Nature is at risk today and a lot of it by people who control the world with one important social construct - money! Occasionally there are registered wins against this power, but all our wins are temporary; only money is permanent. We need money to fight battles, we need money to save the world, but where does the money to do all this come from? From donations by generous people who care for the environment - who can only be generous if they are employed by a large MNC which functions for a corporate giant, whose profit blooms from mining, offshore drilling, and automobiles. But that is not enough, conservation is big game: most agencies that vehemently support conservation of nature are funded by people that drive their profits out of nature's destruction. But how much of it is their share, when we personally want fancy laptops in our shiny leather bags, charming gold earrings matching a prized silk top, marbled tiles in bathrooms, ayurvedic ingredients in our medicines and fluffy exotic pets to keep? These are needs fueled by marketed consumerism which fuels back our needs: an endless positive feedback loop! So if everyone is to blame, who is to fight? Can I fight back a business tycoon while jumping naked inside a forest, cut off from all amenities? That is a foolish statement. Just as foolish as saying that my moral does not allow me to advocate the bad. We are all contributing to the bad, explicitly! 

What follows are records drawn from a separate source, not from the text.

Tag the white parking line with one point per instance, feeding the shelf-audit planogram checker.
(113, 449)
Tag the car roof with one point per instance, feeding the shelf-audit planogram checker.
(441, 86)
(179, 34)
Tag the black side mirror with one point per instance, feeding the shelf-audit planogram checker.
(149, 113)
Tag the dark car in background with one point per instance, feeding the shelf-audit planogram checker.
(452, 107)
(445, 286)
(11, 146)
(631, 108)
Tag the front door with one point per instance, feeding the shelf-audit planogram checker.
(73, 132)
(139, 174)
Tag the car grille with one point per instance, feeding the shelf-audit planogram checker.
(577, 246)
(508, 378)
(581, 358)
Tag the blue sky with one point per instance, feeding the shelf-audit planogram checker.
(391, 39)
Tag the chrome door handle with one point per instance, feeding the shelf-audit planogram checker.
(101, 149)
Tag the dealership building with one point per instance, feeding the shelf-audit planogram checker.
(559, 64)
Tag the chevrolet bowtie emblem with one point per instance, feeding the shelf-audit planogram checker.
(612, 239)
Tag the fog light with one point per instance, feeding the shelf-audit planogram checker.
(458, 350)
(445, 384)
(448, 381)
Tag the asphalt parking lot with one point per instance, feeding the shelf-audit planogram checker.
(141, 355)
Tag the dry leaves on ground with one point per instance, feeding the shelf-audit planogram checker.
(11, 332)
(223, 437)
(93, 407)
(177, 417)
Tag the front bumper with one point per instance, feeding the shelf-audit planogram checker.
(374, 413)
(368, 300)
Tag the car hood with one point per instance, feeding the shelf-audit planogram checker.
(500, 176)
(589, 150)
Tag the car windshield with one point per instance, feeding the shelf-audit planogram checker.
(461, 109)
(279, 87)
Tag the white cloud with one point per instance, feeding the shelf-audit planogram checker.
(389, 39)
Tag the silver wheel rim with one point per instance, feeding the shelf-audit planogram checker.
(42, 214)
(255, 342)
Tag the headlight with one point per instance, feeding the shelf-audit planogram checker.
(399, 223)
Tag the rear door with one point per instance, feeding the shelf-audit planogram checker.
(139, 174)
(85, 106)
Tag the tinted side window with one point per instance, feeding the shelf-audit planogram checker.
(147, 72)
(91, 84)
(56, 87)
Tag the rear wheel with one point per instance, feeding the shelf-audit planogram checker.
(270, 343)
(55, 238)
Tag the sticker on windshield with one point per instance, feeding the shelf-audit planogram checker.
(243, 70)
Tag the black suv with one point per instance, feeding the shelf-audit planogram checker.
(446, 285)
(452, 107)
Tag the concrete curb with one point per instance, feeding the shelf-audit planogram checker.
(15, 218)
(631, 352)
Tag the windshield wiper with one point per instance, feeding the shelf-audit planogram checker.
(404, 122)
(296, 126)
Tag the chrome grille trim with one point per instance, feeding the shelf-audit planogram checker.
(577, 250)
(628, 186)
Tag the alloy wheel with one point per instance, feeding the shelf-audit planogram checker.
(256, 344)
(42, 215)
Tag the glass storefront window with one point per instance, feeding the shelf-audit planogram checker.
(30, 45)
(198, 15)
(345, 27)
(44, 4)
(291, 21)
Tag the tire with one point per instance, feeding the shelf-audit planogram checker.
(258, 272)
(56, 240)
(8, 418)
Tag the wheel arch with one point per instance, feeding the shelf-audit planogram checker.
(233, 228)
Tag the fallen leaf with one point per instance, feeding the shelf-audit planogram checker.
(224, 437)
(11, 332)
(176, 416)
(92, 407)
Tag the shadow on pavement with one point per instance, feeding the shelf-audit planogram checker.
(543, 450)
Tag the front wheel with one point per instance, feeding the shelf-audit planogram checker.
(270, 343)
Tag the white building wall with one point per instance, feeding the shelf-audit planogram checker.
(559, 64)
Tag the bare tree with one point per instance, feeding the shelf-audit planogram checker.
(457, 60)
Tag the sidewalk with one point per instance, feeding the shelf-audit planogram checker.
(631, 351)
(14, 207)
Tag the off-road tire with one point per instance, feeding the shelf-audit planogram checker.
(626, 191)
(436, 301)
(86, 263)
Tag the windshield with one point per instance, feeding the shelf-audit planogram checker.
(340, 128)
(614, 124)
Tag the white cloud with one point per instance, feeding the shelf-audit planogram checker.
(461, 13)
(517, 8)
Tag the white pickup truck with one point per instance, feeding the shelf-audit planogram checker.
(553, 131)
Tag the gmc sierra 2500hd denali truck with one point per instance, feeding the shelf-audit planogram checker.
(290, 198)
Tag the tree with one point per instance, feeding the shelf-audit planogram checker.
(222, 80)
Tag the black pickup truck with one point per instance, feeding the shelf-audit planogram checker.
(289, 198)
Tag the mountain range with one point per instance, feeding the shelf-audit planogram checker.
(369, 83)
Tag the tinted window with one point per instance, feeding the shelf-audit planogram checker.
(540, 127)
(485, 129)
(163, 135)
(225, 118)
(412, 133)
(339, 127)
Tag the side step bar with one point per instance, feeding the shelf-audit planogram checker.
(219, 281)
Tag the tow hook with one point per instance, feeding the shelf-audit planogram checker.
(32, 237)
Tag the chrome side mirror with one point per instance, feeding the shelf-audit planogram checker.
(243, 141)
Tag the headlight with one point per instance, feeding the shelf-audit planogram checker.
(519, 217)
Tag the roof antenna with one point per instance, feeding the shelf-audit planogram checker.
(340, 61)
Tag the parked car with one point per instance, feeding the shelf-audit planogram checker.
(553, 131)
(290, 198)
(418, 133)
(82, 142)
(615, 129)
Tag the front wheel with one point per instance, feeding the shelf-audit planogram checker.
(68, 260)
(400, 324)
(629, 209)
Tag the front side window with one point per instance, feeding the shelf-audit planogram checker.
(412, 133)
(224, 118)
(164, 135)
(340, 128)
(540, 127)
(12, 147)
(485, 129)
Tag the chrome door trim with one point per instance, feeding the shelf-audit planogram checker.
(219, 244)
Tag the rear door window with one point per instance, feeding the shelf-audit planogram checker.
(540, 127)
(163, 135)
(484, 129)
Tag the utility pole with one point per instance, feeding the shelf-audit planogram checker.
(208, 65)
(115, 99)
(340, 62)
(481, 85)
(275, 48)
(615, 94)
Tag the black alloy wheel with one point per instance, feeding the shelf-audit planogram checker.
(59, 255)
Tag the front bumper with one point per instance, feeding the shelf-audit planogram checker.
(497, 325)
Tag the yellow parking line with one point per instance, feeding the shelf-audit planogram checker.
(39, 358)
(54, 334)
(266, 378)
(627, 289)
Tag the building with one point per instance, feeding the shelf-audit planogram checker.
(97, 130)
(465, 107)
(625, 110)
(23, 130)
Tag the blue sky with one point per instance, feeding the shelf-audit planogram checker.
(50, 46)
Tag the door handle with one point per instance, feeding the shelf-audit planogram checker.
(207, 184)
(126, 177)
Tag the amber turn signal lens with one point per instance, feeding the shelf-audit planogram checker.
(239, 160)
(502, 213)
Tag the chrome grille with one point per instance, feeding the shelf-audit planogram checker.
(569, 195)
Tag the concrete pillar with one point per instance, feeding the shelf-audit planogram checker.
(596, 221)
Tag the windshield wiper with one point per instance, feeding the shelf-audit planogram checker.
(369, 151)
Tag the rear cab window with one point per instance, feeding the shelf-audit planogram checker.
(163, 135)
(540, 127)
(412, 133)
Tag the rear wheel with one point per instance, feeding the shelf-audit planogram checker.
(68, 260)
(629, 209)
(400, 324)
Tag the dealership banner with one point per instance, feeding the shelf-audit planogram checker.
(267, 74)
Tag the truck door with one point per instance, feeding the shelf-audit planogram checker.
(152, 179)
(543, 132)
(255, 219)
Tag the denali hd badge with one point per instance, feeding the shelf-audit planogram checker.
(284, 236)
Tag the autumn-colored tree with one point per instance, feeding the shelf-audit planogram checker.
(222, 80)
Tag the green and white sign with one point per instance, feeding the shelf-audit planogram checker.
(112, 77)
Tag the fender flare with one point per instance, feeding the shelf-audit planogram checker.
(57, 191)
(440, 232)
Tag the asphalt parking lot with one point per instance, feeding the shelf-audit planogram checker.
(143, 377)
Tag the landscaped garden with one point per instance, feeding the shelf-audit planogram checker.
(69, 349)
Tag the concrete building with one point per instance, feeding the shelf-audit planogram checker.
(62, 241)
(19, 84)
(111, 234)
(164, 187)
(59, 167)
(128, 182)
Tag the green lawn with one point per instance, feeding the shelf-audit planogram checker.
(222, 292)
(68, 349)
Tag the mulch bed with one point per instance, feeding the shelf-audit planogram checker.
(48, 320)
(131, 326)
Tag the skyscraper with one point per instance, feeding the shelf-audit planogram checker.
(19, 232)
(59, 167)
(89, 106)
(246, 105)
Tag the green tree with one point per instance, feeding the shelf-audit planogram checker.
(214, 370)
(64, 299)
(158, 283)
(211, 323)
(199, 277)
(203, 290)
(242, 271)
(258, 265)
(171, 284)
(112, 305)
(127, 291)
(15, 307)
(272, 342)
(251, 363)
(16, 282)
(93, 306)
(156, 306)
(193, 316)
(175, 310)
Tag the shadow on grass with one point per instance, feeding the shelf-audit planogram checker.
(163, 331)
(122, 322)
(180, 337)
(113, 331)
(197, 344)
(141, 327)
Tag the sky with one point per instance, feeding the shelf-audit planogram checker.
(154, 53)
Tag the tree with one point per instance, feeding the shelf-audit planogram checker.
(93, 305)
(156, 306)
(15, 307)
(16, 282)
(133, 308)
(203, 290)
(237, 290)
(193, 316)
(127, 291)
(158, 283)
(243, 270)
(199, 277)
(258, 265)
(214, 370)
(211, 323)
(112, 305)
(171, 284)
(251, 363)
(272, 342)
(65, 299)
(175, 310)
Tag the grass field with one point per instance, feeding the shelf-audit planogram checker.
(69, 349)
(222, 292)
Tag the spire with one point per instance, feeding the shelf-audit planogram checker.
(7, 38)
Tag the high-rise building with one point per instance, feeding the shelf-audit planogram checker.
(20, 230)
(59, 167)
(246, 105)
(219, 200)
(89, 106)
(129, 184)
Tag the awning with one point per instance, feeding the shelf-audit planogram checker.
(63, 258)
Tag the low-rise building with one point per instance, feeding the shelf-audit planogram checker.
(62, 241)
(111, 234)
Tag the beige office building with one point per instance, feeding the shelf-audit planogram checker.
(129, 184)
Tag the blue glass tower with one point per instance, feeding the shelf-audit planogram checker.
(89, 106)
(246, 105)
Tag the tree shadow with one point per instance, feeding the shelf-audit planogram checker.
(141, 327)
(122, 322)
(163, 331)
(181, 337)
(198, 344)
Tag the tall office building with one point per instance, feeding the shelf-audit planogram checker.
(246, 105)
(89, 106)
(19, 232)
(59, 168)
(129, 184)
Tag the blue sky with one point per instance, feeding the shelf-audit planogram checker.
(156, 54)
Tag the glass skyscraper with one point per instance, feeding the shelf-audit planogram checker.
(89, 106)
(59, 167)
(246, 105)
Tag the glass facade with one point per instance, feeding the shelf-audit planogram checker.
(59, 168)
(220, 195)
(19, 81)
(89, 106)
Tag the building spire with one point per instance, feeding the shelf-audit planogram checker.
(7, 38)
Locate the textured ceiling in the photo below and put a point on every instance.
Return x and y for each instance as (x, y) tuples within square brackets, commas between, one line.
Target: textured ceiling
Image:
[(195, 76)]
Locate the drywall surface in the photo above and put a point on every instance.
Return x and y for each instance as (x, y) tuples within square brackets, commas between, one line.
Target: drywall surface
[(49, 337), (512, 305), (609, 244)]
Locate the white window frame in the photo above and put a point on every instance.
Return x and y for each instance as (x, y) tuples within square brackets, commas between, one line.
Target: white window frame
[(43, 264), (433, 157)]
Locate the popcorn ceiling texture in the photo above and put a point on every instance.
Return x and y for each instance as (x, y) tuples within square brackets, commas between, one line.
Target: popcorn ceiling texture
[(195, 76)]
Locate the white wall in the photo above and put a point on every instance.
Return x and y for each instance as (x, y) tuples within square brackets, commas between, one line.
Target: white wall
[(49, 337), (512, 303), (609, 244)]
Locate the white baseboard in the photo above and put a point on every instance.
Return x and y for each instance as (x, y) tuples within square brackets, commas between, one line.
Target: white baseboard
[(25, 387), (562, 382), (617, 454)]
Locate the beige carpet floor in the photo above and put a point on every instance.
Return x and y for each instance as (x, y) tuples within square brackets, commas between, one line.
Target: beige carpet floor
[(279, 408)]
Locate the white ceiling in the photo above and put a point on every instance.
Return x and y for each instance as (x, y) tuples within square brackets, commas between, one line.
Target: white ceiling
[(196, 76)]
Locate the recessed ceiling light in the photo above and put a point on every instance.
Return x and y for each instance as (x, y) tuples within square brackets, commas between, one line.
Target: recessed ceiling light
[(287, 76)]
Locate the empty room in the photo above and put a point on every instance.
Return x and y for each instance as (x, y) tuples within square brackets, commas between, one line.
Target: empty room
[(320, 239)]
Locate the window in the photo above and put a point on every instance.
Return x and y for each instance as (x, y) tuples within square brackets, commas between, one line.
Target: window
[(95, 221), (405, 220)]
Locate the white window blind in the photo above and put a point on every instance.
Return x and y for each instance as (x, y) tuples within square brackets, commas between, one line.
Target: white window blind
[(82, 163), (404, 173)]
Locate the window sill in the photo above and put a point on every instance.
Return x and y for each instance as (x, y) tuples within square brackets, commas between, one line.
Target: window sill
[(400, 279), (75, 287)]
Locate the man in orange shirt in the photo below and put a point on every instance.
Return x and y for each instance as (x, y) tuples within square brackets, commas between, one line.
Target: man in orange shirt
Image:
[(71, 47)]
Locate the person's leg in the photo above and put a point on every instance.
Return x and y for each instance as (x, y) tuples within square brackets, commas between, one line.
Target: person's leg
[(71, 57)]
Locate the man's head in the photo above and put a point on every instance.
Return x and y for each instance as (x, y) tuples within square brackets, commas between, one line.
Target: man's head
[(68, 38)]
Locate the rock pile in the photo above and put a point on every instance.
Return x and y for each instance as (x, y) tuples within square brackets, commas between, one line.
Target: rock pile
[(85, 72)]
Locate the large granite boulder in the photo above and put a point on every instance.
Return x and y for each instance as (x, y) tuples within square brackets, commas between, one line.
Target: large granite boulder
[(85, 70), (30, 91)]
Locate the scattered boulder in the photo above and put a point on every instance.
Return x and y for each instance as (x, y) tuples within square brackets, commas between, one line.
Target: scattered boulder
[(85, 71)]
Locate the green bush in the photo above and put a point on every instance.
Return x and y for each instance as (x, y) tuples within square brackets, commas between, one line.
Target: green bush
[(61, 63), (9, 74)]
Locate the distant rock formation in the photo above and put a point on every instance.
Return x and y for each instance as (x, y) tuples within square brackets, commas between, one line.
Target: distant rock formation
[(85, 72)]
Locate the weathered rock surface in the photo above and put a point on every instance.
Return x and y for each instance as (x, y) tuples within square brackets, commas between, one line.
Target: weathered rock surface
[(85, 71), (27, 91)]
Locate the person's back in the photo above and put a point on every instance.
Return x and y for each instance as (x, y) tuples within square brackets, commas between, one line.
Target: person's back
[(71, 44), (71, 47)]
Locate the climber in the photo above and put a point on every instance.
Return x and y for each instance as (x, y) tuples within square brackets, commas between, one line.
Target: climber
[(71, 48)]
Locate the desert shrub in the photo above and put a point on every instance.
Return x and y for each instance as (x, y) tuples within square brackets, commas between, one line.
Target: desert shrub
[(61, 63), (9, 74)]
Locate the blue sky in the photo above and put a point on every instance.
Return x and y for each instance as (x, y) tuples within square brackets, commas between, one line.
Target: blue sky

           If my morals don't allow me to tap into this monster money, how am I supposed to fight? But if I take this money, who am I supposed to fight? To save the Rhino, should I take money offered by a high profile European whose hobby is to hunt Rhinos in the wild? Maybe not! Maybe yes? The hunter will use my efforts to blind the world into thinking how much he cares for the wild, as he donates money to save it. A predicament stringent morals wouldn't have allowed to occur or a boon that has allowed me to save five Rhinos while killing one. An action that killed my moral, or an acceptance that saved the world?  
          A deadly extension to the argument: should morals be so selfish that they breakdown the world, but keep your ideologies intact? Isn't this what morals are not supposed to be? But then again, what is so wrong in being selfish? 

         Its high time now that we begin questioning our beliefs - everyday at every place, for we make choices all the time that can have collective repercussions. It is a tedious exercise, which of course is the reason why people don't do it; but no one is perfect - and we must remember that! Its easy to choose between a right and a wrong, but insane to do so between two wrongs. Insane but necessary for a better world! Our evolution as a society speaks for justice, wisdom and love, which with many other things that differentiate us from other apes. We are the apes that believe, and if we all believe that our actions can change the world, then the world must change.